We tested iso-code on the repos AI agents actually work on. Here's what broke.
Before celebrating the v0.1.1 release, we pointed iso-code at five real-world repositories and ran eighty lifecycle checks against the binaries we'd just published. Three things broke. We filed them against ourselves before announcing anything.
The whole pitch behind iso-code is that every major AI coding orchestrator — Claude Code, Cursor, Claude Squad, OpenCode, VS Code Copilot — has independently shipped worktree-management bugs that lose data. So before we put a library on crates.io claiming to fix that class of bug, we wanted external validation that the library itself doesn't ship its own version of the same problem.
This is the result of that test pass. The headline: the safety guarantees the README promises hold up end-to-end.

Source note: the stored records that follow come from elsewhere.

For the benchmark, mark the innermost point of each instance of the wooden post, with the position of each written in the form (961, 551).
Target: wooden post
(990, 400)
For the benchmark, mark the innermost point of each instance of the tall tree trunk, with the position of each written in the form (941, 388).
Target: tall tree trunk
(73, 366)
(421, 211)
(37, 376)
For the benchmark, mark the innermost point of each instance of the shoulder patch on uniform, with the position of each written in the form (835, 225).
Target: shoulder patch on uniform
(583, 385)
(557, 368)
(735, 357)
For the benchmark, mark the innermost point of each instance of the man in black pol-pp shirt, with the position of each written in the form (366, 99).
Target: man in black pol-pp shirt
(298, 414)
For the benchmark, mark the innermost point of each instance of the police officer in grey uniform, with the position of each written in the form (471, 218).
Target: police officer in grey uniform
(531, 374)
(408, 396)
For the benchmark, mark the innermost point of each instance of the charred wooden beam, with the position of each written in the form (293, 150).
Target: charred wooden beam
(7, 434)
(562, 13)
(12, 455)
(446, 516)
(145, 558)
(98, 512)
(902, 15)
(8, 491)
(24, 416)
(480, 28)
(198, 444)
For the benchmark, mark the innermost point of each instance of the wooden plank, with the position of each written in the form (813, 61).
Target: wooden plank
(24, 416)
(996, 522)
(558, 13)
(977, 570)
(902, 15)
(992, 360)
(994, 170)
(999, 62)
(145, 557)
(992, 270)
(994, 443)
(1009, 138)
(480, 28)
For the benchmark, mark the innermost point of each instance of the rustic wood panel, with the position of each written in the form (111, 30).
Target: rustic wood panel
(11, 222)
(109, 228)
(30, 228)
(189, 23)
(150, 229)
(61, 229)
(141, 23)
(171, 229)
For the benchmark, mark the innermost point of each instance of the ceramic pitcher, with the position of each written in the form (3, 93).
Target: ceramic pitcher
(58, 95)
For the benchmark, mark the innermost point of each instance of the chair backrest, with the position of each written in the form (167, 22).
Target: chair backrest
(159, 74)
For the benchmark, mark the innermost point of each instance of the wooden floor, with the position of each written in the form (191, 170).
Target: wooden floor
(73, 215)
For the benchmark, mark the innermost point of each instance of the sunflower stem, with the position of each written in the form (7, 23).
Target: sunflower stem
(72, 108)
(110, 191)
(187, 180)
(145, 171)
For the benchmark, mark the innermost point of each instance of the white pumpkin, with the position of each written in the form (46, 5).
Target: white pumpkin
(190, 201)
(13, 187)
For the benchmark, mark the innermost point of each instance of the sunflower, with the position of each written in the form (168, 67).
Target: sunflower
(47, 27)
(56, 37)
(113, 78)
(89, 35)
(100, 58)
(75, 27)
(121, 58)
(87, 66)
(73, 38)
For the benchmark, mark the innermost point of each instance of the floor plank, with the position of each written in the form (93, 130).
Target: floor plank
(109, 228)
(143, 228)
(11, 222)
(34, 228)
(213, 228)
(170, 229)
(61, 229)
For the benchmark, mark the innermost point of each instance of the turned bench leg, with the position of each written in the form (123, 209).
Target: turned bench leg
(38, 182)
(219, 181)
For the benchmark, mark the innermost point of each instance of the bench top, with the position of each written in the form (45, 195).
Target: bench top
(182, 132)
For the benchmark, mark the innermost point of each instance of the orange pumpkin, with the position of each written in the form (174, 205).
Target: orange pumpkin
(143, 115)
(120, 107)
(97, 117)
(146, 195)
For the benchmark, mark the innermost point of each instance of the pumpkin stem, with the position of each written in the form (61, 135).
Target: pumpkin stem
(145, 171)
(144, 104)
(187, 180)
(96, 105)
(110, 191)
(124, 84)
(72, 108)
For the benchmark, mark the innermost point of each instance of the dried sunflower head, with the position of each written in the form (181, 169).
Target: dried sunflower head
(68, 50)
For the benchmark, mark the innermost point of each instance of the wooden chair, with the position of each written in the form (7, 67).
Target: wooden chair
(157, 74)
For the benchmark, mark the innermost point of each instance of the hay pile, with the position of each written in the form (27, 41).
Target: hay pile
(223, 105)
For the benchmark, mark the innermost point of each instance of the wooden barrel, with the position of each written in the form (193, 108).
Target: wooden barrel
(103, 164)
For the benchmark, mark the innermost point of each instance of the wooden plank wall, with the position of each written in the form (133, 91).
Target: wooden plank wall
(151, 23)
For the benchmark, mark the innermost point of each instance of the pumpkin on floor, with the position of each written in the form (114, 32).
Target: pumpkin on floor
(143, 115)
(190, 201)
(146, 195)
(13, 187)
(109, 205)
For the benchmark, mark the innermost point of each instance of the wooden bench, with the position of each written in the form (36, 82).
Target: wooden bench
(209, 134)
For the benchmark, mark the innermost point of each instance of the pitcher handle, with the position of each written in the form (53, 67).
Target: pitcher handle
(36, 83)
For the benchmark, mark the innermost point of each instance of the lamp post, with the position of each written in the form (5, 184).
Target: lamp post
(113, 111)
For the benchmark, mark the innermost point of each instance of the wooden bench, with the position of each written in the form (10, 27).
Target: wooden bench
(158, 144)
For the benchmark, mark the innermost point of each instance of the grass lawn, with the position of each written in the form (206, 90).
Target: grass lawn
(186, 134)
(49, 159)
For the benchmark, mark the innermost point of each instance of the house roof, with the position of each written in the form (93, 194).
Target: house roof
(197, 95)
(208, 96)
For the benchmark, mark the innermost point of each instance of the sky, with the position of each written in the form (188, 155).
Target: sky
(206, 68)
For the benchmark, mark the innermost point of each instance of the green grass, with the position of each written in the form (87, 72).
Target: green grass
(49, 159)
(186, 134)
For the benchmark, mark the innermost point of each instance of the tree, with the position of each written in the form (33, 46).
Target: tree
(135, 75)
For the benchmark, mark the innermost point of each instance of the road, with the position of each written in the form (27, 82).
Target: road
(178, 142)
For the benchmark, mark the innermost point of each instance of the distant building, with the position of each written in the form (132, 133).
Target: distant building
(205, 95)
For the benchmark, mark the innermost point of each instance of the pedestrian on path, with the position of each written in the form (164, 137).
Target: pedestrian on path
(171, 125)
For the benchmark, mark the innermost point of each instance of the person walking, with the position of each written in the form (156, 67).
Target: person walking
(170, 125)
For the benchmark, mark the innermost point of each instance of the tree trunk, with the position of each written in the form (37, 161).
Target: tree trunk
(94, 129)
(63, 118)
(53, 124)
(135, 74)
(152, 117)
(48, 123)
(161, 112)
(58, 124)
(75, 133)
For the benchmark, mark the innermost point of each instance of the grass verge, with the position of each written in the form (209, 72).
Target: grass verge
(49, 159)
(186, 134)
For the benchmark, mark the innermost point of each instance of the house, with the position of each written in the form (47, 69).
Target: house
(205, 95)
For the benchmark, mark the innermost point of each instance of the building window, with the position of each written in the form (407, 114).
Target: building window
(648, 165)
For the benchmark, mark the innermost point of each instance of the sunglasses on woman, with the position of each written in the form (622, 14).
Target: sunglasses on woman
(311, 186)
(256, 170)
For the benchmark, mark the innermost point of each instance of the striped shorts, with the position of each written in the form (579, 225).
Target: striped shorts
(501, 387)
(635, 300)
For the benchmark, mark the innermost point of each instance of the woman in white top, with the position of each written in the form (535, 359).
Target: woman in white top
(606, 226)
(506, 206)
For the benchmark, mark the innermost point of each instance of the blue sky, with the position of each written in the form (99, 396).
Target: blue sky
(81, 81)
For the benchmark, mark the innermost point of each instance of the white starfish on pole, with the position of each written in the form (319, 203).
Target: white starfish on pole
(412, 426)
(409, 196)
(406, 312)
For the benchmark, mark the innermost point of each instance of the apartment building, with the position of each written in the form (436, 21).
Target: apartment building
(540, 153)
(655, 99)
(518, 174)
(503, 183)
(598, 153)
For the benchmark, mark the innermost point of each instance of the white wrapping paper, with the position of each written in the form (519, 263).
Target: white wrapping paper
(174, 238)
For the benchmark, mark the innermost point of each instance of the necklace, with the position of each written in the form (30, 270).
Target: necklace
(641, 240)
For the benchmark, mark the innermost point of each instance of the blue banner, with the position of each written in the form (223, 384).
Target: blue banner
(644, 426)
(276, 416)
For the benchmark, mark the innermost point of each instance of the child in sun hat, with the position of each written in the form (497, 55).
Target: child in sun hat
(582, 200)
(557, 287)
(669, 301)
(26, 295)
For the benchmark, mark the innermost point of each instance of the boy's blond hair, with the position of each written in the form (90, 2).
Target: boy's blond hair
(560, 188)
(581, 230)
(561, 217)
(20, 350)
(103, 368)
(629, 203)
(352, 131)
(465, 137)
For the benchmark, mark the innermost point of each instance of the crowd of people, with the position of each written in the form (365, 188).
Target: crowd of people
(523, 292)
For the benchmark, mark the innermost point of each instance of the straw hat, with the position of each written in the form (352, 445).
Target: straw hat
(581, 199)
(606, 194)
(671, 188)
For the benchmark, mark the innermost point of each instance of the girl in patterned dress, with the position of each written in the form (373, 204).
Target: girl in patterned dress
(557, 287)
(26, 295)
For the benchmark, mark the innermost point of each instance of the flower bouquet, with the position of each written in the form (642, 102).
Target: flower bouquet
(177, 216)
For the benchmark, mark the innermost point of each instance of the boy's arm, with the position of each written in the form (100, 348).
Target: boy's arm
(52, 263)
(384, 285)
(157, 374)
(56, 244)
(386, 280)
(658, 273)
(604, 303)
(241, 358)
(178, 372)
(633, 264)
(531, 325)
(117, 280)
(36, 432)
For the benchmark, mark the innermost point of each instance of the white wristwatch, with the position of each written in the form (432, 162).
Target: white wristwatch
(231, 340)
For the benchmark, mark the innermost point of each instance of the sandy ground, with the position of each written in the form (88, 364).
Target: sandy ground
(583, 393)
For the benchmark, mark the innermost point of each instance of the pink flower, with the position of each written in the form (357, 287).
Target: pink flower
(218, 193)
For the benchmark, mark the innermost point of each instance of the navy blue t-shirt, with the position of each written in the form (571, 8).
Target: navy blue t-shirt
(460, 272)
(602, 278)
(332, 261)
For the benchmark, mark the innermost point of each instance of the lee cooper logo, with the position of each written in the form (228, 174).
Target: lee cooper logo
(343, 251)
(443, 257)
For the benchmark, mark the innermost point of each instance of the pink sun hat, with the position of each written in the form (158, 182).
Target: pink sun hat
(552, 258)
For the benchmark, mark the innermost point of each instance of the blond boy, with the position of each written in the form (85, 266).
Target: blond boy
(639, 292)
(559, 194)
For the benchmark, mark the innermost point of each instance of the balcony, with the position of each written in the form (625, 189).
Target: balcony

But our own bug-finding standards uncovered three real issues, all now filed at github.com/snehith01001110/ISO-Framework/issues. They're public, they have repros, they have the exact patches, and one of them is the exact category we built iso-code to prevent.
The setup
We cloned five repositories that span the languages and shapes AI agents are actually pointed at: bat (small Rust CLI), flask (Python web framework), shadcn-ui (TypeScript pnpm monorepo), git/git itself (C, with a real submodule), and next.js (a 2.7 GB pnpm monorepo). Five repos · four languages · three default-branch names (master, main, canary) · sizes from 15 MB to 2.7 GB.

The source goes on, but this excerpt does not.